Products that have been around a while have a significant code base to maintain. Changing to source dedupe requires massive architectural changes that can’t be easily added into the mix with an existing customer. It might require a “rip and replace” from the old to the new, which isn’t what you want to do with a customer.
Update: An earlier version of the post said some things about specific products that turned out to be out of date. I’ve removed those references. My question still remains, though.
None of the source dedupe products have torn up the market. For example, if Avamar became so popular that it was displacing the vast majority of backup installations, competitors would have been forced to come up with an answer. (The same could be true of CDP products, which could also be described as a much better way to do backups and restores. Very few true CDP products have had significant success.) But the market did not create a mandate for source dedupe, and I’ve often wondered why.
Many of the source dedupe implementations had limitations that made some think that it wasn’t the way to go.

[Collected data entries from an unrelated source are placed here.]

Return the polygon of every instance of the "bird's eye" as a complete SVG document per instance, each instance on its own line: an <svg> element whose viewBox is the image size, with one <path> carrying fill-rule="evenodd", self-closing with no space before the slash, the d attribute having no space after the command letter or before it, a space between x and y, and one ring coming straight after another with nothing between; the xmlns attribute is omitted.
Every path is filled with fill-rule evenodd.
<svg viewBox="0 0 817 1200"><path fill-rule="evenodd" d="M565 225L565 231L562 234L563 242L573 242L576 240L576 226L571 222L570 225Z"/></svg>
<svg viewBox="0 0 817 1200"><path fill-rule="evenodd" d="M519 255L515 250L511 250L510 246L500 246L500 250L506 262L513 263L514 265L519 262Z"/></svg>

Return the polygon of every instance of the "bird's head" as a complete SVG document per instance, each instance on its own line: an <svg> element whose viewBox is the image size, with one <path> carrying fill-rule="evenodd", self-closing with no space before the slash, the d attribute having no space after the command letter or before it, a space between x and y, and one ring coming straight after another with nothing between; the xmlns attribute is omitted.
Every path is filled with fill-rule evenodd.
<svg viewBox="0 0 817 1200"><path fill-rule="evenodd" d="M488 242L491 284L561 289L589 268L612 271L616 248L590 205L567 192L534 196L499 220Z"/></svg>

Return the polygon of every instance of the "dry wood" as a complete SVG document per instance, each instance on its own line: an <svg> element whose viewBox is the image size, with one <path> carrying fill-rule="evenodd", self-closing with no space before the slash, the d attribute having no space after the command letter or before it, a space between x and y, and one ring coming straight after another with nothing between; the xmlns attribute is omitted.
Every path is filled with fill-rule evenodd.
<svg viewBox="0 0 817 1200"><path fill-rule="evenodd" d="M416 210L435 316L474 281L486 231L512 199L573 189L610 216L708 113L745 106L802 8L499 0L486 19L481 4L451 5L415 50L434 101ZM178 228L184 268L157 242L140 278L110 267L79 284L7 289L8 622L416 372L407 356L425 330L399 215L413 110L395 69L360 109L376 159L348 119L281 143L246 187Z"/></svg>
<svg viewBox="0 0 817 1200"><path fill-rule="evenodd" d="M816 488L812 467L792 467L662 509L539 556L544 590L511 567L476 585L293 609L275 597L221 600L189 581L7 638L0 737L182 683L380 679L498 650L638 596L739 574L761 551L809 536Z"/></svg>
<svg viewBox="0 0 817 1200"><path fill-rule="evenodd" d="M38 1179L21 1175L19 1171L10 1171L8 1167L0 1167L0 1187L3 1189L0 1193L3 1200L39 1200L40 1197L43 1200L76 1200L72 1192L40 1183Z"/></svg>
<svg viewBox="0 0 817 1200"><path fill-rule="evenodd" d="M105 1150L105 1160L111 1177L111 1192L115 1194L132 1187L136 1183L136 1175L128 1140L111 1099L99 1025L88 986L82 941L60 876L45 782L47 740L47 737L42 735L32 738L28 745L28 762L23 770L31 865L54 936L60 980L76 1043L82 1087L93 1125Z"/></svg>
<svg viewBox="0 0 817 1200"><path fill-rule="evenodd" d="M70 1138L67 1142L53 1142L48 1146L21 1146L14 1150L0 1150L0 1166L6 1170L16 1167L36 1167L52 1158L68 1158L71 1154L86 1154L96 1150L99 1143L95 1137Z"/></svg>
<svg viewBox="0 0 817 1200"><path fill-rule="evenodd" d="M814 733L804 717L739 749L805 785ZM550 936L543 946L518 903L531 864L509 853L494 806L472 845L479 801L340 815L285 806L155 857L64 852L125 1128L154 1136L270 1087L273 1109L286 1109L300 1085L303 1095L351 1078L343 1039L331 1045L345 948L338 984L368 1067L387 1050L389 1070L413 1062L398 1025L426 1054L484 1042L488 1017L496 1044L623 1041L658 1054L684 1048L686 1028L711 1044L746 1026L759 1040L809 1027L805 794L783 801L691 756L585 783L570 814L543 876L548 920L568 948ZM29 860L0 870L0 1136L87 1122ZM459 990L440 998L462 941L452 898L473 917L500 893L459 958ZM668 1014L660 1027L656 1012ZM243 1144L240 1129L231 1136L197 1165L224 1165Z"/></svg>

The biggest one I know of is that restore speeds for larger datasets were often slower than what you would get if you used traditional disk or a target dedupe disk. It seemed that developers of source dedupe solutions had done that venerable sin of making the backup faster and better at the expense of restore speed.
Another limitation of both source and target dedupe – but ostensibly more important in source dedupe implementations – is that the typical architectures used to hold the hash index topped out at some point. The “hash index,” as it’s called, could only handle datasets of a certain size before it could no longer reliably keep up with the backup speed customers needed.
The only solution to this problem was to create another hash index, which creates a dedupe island. This reduces the effectiveness of dedupe, because apps backed up to one dedupe island will not dedupe against another dedupe island. This increases bandwidth usage and the overall cost of things, since it will store more data as well.
This is one limitation my current employer worked around by using a massively scalable no-SQL database – DynamoDB – that is available to us in AWS. Where typical dedupe products top out at a 100 TB or so, we have customers with over 10 PB of data in a single environment, all being deduped against each other. And this implementation doesn’t slow down backups or restores.
What do you think?
Did I hit the nail on the head, or is there something else I’m missing? Why didn’t the whole world go to source dedupe?